O01_03

Machine learning approach to analyze DNA-encoded library screening data for hit identification

Syunya SUZUKI *Kazuma KAITOHYoshihiro YAMANISHI

Graduate School of Informatics, Nagoya University
( * E-mail: suzuki.syunya.h7@s.mail.nagoya-u.ac.jp )

DNA-encoded library (DEL) is a new technology for hit compound screening, where each compound in the DEL has a DNA tag whose sequence identifies the structure of the compound. Typically, a DEL is composed of millions or billions of compounds, and DEL is expected to contribute to reduction of the cost and time for identifying hit compounds in the pharmaceutical industry. Each compound in the DEL has a central scaffold that is directly linked to a DNA tag and associated side chain structures. Amplifying the DNA tags of compounds that interact with the target protein using PCR and reading them using next-generation sequencing enable us to detect compound-target protein interactions. However, compounds often interact not only with the target protein but also with the matrix that immobilizes the target protein. At the stage of amplifying and reading the DNA tags, it is not possible to distinguish between compounds that interact with the target protein and those with the immobilizing matrix. Therefore, frequently observed false positive hits are a serious obstacle in the DEL screening.
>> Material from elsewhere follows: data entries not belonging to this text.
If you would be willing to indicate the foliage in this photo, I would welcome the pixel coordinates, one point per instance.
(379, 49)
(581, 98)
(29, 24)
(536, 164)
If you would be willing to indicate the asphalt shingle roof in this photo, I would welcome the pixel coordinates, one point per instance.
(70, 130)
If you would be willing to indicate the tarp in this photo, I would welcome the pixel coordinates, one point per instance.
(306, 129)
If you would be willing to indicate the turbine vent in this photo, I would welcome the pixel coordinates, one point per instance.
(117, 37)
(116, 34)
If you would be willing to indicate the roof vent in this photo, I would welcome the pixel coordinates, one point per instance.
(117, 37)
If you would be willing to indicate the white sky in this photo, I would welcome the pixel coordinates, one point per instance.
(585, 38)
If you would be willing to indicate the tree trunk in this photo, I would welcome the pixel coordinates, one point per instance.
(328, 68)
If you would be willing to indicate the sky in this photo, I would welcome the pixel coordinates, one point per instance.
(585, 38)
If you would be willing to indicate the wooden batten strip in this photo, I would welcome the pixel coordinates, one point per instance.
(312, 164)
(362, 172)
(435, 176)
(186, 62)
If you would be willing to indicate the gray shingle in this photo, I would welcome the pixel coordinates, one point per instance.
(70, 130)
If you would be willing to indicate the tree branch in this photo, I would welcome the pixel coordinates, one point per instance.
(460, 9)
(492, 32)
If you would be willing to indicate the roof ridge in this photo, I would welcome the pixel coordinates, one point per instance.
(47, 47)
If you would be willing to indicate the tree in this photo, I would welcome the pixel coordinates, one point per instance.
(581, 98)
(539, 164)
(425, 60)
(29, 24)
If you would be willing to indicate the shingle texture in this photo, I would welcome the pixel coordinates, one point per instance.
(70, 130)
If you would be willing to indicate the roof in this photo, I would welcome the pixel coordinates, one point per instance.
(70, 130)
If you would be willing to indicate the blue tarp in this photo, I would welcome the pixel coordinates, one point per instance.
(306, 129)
In this study, we proposed a machine learning approach to distinguish true positive hits and false positive hits in the DEL screening. We constructed a discrimination model to extract the substructures involved in false positive compounds based on the results of DEL screening in which the target protein was immobilized on a fixed support and the results of screening in which only one fixed support was used. The proposed method successfully identified compounds that interacted with the target protein and those with the immobilizing matrix separately, and the use of the Shapley value of the discriminant model contributed to the extraction of the substructures involved in the interaction with the target molecule and those with the immobilizing matrix. The proposed approach is expected to be useful for distinguishing false positive hits in the DEL screening analysis and for designing DELs consisting of compounds that avoid interactions with the immobilizing matrix.